--E o negro quer feliz o branco e a sua senhora moça!
--E elle? interrogou Magdalena com anciedade.
--O branco? não soffreu nada. Mas para que a cobra não assalte o ninho da jurity ou do beija-flor, é preciso esmagal-a ou mandal-a para longe. A minha filha comprehende?
--Comprehendo, cabinda. Meu pae lá está; a verdade ha-de brilhar como o diamante na mina, e Deus ha-de castigar o culpado.
--Oh! exclamou o negro, ébrio d'alegria; oh! e como o negro ha-de rir de contente, quando a senhora moça lhe disser que é feliz! O cabinda até ha-de dançar o batuque!
--Velho tonto! exclamou Magdalena risonha e altamente enthusiasmada com o jubilo do bom escravo.
Emquanto, porém, este colloquio tinha logar na varanda da rectaguarda do palacete de Jorge, entrava Americo para a sala da frente, onde Luiz permanecia só, esperando pelo capitalista.
Os dous estavam de novo, frente a frente.
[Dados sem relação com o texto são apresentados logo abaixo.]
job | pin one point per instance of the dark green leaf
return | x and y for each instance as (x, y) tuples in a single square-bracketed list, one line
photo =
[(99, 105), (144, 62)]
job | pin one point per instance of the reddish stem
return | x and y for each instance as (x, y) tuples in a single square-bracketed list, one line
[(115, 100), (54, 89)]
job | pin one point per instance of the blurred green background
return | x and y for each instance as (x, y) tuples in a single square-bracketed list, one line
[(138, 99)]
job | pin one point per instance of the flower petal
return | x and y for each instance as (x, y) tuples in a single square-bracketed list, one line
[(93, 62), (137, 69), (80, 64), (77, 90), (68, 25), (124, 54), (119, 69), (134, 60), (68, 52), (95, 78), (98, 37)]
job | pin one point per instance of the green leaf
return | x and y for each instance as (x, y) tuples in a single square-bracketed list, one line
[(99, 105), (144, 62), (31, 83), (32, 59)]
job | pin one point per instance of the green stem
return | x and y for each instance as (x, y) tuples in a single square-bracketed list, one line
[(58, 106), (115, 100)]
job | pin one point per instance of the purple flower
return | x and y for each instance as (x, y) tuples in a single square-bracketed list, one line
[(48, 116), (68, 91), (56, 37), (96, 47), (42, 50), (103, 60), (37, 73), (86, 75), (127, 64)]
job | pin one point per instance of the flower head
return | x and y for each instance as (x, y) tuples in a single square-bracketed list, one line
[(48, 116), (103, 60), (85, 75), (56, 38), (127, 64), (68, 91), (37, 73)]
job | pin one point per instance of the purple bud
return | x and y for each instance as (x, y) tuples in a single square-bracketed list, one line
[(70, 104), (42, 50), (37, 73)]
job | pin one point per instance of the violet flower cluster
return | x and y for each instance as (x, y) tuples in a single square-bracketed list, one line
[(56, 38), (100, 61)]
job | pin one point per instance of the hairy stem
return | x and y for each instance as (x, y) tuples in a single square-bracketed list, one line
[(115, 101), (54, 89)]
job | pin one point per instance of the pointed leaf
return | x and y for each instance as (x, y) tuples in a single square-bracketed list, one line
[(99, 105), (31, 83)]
Ambos opprimidos, receiosos ambos, sem a certeza do que se ia passar, do que se ia decidir alli, olharam um para o outro, ambos n'uma expressão de duvida, mas sem trocarem uma unica phrase, uma unica palavra.
O receio, pelo qual, cada um d'elles, era dominado, tinha origens diversas e faceis de explicação.
Luiz não receiava pelo seu procedimento, porque bem alto lhe fallava a sua consciencia; temia, sim, que de todo se perdesse a melhor occasião, qual a que se lhe proporcionava, agora, de realisar o sonho ardente da felicidade por que suspirava com tanta loucura.